Ford Director of Electrification Heads Corporate Effort
Ford's new director of Global Electrification (yes, that is her title), Nancy
Gioia, has a unique role. It's her job to lead strategy and planning for the
next generation of Ford's global electric vehicle portfolio, touching all
aspects of electrified transportation-including product planning, supplier
partnerships, standards, and collaboration with the energy industry and
Gioia told a group of journalists and analysts at the demonstration event in San Francisco that Ford expects to be selling 10 to 20 percent of its vehicles with electric-only power plants by 2020.
All those hundreds of thousands of new power-hungry cars and trucks will be sucking more and more electricity out of the U.S. power grid on a sharply escalating basis. How will the grid-already a fragile resource-be able to withstand this increasing demand?
"In 1914, it was all about the battery. Here in 2009, with 2 percent to 3 percent of cars on the road being hybrids, it's still about the battery," Gioia said. "It's going to take a lot of education-for the stakeholders and general public-over the next few years to understand what this new demand is going to mean in our daily lives.
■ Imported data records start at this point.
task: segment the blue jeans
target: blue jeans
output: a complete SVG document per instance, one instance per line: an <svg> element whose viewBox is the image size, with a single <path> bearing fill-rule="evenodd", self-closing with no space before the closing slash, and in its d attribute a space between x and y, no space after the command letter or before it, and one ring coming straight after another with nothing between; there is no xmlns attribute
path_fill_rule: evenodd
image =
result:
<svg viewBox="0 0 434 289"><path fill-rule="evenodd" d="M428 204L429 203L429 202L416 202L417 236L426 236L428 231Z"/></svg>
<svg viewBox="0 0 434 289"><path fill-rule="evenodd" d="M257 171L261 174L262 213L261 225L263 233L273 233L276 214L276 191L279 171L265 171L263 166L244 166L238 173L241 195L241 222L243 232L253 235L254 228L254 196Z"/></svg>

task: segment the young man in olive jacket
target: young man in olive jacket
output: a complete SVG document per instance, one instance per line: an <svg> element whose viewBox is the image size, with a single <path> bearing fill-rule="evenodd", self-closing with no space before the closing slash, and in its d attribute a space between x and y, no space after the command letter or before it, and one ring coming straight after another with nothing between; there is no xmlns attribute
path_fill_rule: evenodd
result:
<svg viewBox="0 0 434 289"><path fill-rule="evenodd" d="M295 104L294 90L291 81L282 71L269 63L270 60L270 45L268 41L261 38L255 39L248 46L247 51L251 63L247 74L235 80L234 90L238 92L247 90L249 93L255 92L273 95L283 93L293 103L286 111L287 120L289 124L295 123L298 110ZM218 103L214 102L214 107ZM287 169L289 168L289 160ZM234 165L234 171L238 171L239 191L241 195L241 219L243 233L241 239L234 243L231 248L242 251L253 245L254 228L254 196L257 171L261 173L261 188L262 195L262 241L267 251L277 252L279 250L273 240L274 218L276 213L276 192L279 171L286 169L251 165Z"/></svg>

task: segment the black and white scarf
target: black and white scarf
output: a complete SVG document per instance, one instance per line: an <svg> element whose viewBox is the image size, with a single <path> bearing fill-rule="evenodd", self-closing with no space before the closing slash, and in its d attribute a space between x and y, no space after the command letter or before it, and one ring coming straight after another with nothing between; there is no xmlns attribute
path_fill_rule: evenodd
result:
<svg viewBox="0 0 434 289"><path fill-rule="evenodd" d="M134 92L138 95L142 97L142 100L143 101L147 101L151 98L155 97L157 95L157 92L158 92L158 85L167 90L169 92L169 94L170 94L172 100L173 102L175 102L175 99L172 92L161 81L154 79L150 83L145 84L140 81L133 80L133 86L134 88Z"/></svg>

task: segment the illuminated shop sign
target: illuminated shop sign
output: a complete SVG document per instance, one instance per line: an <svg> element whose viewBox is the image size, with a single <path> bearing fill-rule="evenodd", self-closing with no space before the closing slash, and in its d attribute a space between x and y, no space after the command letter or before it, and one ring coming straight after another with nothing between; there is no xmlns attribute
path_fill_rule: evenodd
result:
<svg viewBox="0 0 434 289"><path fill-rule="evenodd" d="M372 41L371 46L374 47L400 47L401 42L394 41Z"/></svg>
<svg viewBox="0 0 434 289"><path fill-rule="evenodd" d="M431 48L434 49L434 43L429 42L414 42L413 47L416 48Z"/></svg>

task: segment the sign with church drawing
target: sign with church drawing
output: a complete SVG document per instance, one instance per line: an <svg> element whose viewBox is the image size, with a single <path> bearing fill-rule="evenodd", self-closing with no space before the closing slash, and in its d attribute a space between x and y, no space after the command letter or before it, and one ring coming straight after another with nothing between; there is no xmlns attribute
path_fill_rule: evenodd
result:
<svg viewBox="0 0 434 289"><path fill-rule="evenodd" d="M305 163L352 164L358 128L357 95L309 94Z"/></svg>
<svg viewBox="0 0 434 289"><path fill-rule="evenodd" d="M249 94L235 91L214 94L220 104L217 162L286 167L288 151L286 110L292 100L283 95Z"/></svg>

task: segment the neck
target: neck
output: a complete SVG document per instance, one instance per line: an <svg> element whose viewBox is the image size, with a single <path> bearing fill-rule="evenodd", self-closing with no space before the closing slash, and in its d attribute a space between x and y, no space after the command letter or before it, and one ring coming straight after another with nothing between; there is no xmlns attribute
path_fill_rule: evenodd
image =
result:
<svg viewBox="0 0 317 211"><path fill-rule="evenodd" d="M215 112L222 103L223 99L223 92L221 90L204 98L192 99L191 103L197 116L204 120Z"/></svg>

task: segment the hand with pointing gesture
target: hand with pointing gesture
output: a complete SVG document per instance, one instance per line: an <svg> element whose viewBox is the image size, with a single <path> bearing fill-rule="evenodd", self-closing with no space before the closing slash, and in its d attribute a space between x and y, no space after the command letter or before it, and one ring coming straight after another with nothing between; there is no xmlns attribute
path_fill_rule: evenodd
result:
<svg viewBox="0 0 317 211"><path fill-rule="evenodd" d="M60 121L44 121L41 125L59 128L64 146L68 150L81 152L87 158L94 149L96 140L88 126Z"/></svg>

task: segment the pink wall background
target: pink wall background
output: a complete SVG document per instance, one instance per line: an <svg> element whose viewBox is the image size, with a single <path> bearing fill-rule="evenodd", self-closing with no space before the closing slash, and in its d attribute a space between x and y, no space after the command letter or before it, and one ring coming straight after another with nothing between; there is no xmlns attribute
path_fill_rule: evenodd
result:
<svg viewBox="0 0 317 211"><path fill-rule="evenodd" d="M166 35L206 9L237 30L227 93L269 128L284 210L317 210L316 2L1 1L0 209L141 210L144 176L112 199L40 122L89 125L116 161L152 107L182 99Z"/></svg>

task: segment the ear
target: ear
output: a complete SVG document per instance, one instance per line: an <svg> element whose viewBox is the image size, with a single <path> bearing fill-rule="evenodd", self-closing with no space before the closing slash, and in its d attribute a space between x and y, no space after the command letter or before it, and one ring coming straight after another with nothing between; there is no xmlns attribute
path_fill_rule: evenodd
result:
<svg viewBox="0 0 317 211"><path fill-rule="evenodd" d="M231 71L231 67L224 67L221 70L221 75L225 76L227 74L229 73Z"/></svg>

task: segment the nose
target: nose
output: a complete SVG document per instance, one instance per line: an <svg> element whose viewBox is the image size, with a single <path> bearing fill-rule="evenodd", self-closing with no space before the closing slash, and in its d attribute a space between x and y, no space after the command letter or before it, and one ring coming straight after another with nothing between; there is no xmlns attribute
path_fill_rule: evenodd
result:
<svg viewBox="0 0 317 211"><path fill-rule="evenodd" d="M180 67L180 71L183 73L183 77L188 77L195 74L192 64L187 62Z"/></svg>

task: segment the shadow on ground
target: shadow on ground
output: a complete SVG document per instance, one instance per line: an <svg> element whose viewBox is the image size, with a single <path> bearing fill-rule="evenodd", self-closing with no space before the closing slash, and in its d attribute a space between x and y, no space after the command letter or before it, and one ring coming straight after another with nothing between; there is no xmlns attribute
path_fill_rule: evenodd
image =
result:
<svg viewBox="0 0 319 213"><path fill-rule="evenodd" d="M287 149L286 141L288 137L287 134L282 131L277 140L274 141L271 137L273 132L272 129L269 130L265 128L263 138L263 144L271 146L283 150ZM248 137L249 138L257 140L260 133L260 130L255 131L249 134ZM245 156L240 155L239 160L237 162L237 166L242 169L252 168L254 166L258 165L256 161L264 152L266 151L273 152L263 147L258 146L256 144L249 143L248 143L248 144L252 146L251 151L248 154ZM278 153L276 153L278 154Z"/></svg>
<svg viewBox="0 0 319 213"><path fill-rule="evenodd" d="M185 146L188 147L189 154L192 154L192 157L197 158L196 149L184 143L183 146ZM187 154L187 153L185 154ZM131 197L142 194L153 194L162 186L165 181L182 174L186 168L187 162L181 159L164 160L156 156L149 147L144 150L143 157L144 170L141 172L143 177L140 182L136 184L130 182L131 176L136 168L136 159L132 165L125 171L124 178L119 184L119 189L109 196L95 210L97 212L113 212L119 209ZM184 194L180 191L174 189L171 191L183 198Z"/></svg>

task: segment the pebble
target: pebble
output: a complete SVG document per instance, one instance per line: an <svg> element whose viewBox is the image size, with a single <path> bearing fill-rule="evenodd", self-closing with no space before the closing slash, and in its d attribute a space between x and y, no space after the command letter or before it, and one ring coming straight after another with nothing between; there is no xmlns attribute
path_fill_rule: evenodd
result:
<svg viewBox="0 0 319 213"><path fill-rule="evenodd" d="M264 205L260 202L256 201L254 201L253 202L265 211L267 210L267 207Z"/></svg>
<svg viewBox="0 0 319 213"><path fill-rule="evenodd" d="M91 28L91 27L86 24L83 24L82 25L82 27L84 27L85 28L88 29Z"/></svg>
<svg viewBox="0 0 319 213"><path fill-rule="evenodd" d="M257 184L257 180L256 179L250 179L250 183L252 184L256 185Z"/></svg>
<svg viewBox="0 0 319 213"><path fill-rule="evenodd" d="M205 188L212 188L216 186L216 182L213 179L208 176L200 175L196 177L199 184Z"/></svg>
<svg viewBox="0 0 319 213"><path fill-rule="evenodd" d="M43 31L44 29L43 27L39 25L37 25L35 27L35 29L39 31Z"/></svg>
"A great deal of collaboration will be needed, among government agencies, utility companies, commercial businesses and consumers. This is because we will need to rebuild our power resource infrastructure to make it more efficient and also to enable plug-in stations everywhere-at our homes, businesses, public places and so on. The vehicles will be ready, but our infrastructure will take longer to accommodate them."
Gioia said as cars come online to fuel up, inevitable bumps in power draw will happen at certain times of the day, such as mornings and late afternoons. Eventually users will be educated about the need to plug their cars in as often as possible during off-peak hours, such as overnight, to lessen the strain on the power grid.
National and international standards will need to be researched and agreed upon.
"I was in China recently, and there are five electric utilities serving that whole huge nation," Gioia said. "All of them have different kinds of plugs, for example. It's a real mess, and it will remain so until good standards are in place."
As electric power becomes more prominent, lighter vehicles will be required. Fuel savings will grow in the midterm future-between 2012 and 2020-as weight reductions become a focus of Ford's plan. Targeted vehicle weight reductions will range from 250 to 750 pounds, depending on the segment, without compromising safety, Gioia said.
Ford is also conducting research and testing in other alternative fuel areas, such as clean diesel fuel and biofuels. But the work is slow-moving and costly.
Hydrogen power is something that continues to be examined. Ford said it is currently conducting research on hydrogen fuel cell technology, which holds promise as a longer-term solution. The company's global fleet of 30 hydrogen-powered Focus fuel cell vehicles has accumulated more than 1 million miles in real-world testing.
While hydrogen holds promise, challenges related to the technology's high cost and the lack of fueling station infrastructure remain, the company said.